Educando com amor, colo e leveza

Carlos González: o pediatra que quebra regras

Um dos mais aclamados médicos do momento, o pediatra espanhol defende uma criação cheia de amor, colo e leveza

Por Aryane Cararo 

Conhecido pela defesa do aleitamento e da criação com apego, ele já foi apontado como o pediatra que vai na contramão de colegas e livros. O jornal britânico The Guardian o definiu como “o médico que quer que os pais quebrem as regras”. O espanhol El País disse que ele tem exércitos de seguidores fiéis, fãs fervorosos que o tratam como guru, mas também críticos ferozes. Sem dúvida, Carlos González é um dos pediatras mais famosos da Espanha, senão o mais conhecido – e sua popularidade tem aumentado mundo afora.

Entrevista com o pediatra Carlos González

De 1999 a 2013, escreveu sete livros, que venderam 250 mil cópias só na Europa e já foram traduzidos para outras 12 línguas, incluindo russo e sérvio. No Brasil, ele lança seu terceiro título em português que, na realidade, foi o primeiro a publicar em sua carreira. Mas o que o torna tão popular? Que correntes ele quer ver quebradas? Verdade seja dita, “contramão” não deveria ser um rótulo dado ao espanhol. O que ele prega soa tão natural que nós é que parecemos ser “do contra”, de tão acostumados a conviver – e quase enlouquecer – com uma série de regras na criação dos filhos.

Quem nunca ouviu: “Se pegar o bebê toda vez que chorar, ele vai ficar mal-acostumado”. “Colo demais o deixa mimado.” “As crianças não devem dormir com os pais, para aprenderem a ser independentes.” “Não raspou o prato, não vai ganhar sobremesa”... Aviãozinho, brinquedo ou uma distração (ou ameaça) atrás da outra é lançada na esperança de êxito com a comida. O que resta é cansaço, angústia e frustração – de um lado, por ser tão difícil seguir as tais regras, de outro, por morrer de vontade de consolar seu filho ou dormir abraçado e “não poder”, já que alguém disse que seria melhor assim.

“Espero ter [netos] em breve, para poder mimá-los à vontade. essa é a principal função dos avós. compensar a absurda rigidez dos pais de primeira viagem.”

Ser pai e mãe não é fácil, nunca foi. Mas talvez a sociedade tenha complicado demais esse papel nas últimas décadas, com regras que González chama de absurdas. Para quem está sendo melhor? E é basicamente essa reflexão e um pouco de bom senso que ele propõe em seus livros, artigos e conferências – e haja palestras, foram ao menos 19 de julho para cá. Ele diz que ninguém aprende “essas baboseiras sem base científica” em livros de medicina, mas viu tantos títulos para os pais reproduzindo tais frases que começou a escrever os seus próprios. O pediatra conta, em entrevista à CRESCER, que nunca escutou o pai ou a mãe dizer: “Eu o deixaria chorar, mas como ouvi que, assim, pode ter um trauma psicológico, não me restou outro remédio a não ser pegá-lo em meus braços”. Em vez disso, tem ouvido centenas de vezes o contrário, sob o argumento de não deixar as crianças mal-acostumadas. “A primeira reação é consolar seu filho, mostrar afeto. Para fazer o contrário, é preciso enganar os pais com alguma teoria absurda”, lamenta.

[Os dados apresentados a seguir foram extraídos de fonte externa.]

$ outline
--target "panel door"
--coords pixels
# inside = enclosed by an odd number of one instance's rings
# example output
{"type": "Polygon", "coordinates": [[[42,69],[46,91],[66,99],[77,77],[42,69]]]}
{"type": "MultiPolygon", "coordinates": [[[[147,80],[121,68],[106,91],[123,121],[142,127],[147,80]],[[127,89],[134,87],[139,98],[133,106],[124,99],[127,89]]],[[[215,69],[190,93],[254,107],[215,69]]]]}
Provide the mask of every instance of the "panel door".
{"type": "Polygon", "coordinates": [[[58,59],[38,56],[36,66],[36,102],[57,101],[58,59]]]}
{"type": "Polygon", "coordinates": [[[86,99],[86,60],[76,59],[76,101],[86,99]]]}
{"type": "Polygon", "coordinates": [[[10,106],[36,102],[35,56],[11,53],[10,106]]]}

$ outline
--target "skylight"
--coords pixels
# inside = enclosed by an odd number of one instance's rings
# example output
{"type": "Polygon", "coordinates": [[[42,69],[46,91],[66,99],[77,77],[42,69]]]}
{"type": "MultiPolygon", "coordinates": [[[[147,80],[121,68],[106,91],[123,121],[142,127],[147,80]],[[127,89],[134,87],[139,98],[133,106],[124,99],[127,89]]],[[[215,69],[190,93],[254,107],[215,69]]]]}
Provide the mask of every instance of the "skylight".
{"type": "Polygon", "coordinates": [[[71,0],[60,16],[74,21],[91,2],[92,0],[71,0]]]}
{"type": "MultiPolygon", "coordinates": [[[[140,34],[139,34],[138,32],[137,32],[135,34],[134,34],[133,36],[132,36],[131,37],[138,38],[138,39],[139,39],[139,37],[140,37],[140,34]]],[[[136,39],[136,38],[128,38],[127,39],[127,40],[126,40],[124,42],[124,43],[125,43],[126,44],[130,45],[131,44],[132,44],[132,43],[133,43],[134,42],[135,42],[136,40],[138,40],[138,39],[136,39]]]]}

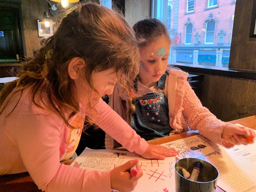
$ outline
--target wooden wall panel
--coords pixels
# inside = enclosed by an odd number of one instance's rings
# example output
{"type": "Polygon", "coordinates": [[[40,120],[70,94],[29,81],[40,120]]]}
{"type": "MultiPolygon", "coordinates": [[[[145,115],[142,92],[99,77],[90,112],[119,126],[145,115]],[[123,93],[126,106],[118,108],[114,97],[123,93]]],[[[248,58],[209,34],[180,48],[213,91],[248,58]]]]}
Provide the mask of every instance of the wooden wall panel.
{"type": "Polygon", "coordinates": [[[253,2],[237,0],[236,3],[230,68],[256,70],[256,38],[253,40],[249,37],[253,2]]]}
{"type": "Polygon", "coordinates": [[[27,56],[32,57],[34,51],[39,48],[42,37],[38,36],[37,19],[42,18],[48,3],[46,1],[23,0],[21,10],[27,51],[27,56]]]}
{"type": "Polygon", "coordinates": [[[137,21],[150,17],[150,1],[129,0],[125,2],[125,20],[131,27],[137,21]]]}
{"type": "Polygon", "coordinates": [[[220,119],[222,117],[226,82],[223,77],[204,75],[202,84],[202,104],[220,119]]]}
{"type": "Polygon", "coordinates": [[[205,75],[202,103],[228,121],[256,114],[256,81],[205,75]]]}

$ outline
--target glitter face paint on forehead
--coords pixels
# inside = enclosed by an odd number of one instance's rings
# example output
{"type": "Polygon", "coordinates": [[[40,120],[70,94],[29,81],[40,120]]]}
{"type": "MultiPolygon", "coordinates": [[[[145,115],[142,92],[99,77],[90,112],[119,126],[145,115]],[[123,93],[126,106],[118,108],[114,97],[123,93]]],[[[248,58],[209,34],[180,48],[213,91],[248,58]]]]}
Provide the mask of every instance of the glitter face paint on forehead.
{"type": "Polygon", "coordinates": [[[157,55],[162,56],[165,53],[165,48],[164,47],[161,47],[157,51],[157,55]]]}
{"type": "Polygon", "coordinates": [[[142,61],[140,61],[140,66],[145,71],[148,73],[148,67],[142,61]]]}

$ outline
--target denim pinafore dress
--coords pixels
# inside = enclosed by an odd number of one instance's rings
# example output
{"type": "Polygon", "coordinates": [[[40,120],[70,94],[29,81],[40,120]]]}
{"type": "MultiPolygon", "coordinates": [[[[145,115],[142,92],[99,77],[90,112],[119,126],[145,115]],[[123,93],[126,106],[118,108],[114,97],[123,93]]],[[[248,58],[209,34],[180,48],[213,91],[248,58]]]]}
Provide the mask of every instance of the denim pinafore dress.
{"type": "MultiPolygon", "coordinates": [[[[167,72],[157,83],[163,90],[167,72]]],[[[135,113],[132,116],[131,126],[141,137],[148,140],[169,135],[172,129],[169,124],[168,103],[164,93],[150,93],[137,98],[133,103],[135,113]]]]}

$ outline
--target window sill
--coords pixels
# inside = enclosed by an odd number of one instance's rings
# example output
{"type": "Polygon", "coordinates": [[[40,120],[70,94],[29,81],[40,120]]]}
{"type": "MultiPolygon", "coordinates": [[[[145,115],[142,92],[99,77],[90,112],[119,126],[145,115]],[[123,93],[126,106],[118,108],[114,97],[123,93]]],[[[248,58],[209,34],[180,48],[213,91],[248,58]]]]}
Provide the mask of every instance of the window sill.
{"type": "Polygon", "coordinates": [[[206,11],[206,10],[209,10],[209,9],[215,9],[215,8],[219,8],[219,5],[216,5],[216,6],[211,7],[207,7],[206,8],[204,8],[204,11],[206,11]]]}
{"type": "Polygon", "coordinates": [[[256,71],[197,65],[178,63],[169,64],[189,73],[198,75],[212,75],[235,78],[256,80],[256,71]]]}
{"type": "Polygon", "coordinates": [[[184,15],[188,15],[188,14],[190,14],[190,13],[195,13],[195,10],[193,11],[186,12],[185,13],[184,13],[184,15]]]}

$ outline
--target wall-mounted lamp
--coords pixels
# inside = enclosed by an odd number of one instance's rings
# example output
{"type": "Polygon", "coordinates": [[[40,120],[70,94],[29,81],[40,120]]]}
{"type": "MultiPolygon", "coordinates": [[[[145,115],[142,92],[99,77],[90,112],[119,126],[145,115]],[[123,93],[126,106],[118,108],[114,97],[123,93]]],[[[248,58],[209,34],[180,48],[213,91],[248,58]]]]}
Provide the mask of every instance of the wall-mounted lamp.
{"type": "Polygon", "coordinates": [[[48,12],[45,11],[44,12],[44,17],[39,20],[38,22],[41,24],[44,24],[45,27],[49,27],[50,24],[54,24],[52,20],[50,19],[48,12]]]}
{"type": "Polygon", "coordinates": [[[60,3],[61,6],[64,7],[67,7],[68,3],[76,3],[79,1],[79,0],[51,0],[52,1],[60,3]]]}

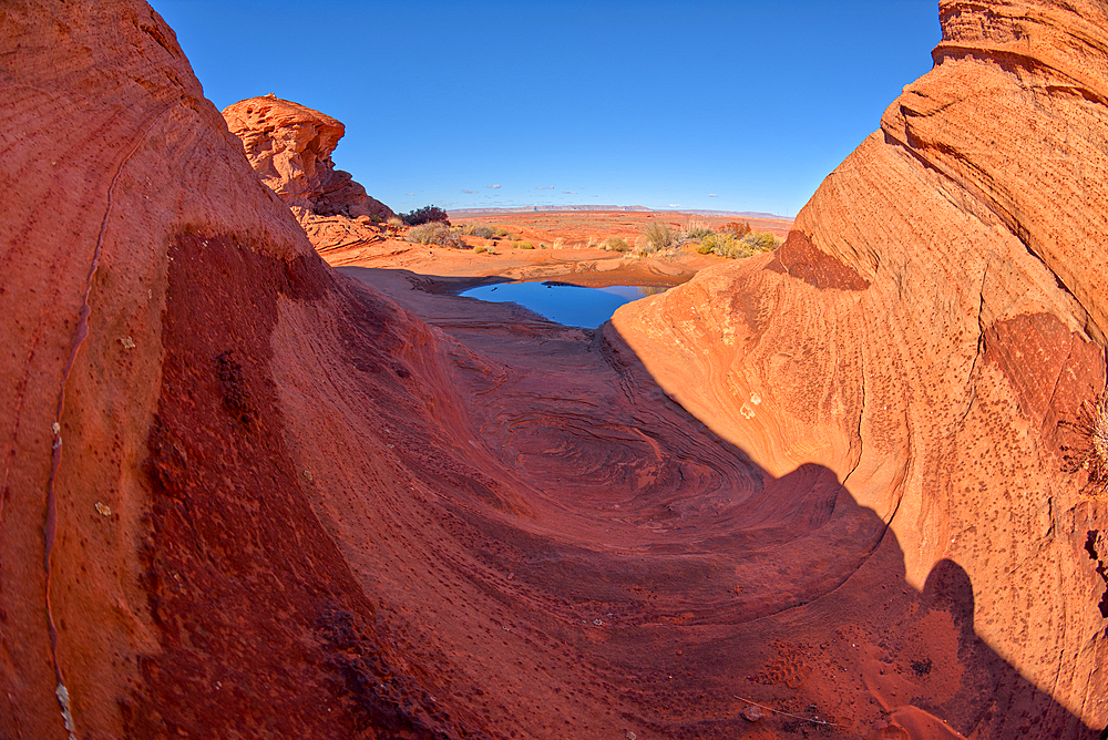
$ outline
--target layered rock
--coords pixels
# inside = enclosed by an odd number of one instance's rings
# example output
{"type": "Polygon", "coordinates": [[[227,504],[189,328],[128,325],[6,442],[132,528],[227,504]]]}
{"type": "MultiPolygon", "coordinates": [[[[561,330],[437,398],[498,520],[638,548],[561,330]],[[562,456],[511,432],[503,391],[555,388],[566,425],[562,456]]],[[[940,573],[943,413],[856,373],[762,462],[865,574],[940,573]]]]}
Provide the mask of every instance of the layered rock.
{"type": "Polygon", "coordinates": [[[934,70],[777,255],[615,326],[767,470],[834,471],[890,523],[910,583],[962,566],[977,634],[1099,728],[1108,504],[1071,460],[1106,413],[1108,13],[943,0],[941,18],[934,70]]]}
{"type": "Polygon", "coordinates": [[[368,219],[396,216],[350,173],[335,168],[331,154],[346,133],[339,121],[273,93],[228,105],[223,116],[255,172],[317,247],[370,239],[368,219]]]}
{"type": "Polygon", "coordinates": [[[144,3],[4,7],[0,122],[0,736],[1102,727],[1096,312],[915,144],[644,367],[329,269],[144,3]]]}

Não espere dicas. González quer mais é que os pais retomem seus instintos e questionem essas regras, e, muitas vezes, isso é tudo o que você quer ouvir. Para isso, usa de humor, ironia e irreverência – suas marcas registradas – para expor o quão ridículas são algumas dessas situações. Basta substituir a palavra “filho” por mulher, amigo, vizinho ou outro adulto, é o que sempre propõe.

Assim, nos damos conta de que nenhum pneumologista prescreve sessões de choro a um adulto asmático como tratamento. Tampouco ignoramos um amigo chorando. Quantas vezes somos nós que queremos colo e afeto? Dormir sozinho, poucos adultos querem. E você não diz a seu companheiro que, se ele não comer tudo, não sairá da mesa – nem o garçom se recusa a trazer a sobremesa para quem não raspou o prato. Esses são todos exemplos que o médico costuma usar. “O humor ajuda a desdramatizar as preocupações e a desmontar os mitos.”

A favor da corrente

Defensor do afeto sem limites, do aleitamento materno sob livre demanda, da cama compartilhada, da inutilidade do castigo e do respeito às crianças, ele não gosta de ser rotulado como polêmico – mesmo que defenda questões controversas como o co-sleeping, associado por muitos médicos à morte súbita do lactente. “Não sou nada contra a corrente, não estou dizendo nada fora do comum. Gostaria de ver um livro de pediatria ou um artigo científico que diga que uma criança tem de comer de tudo ou que é para deixá-la chorar. Temo que são os outros que vão contra.”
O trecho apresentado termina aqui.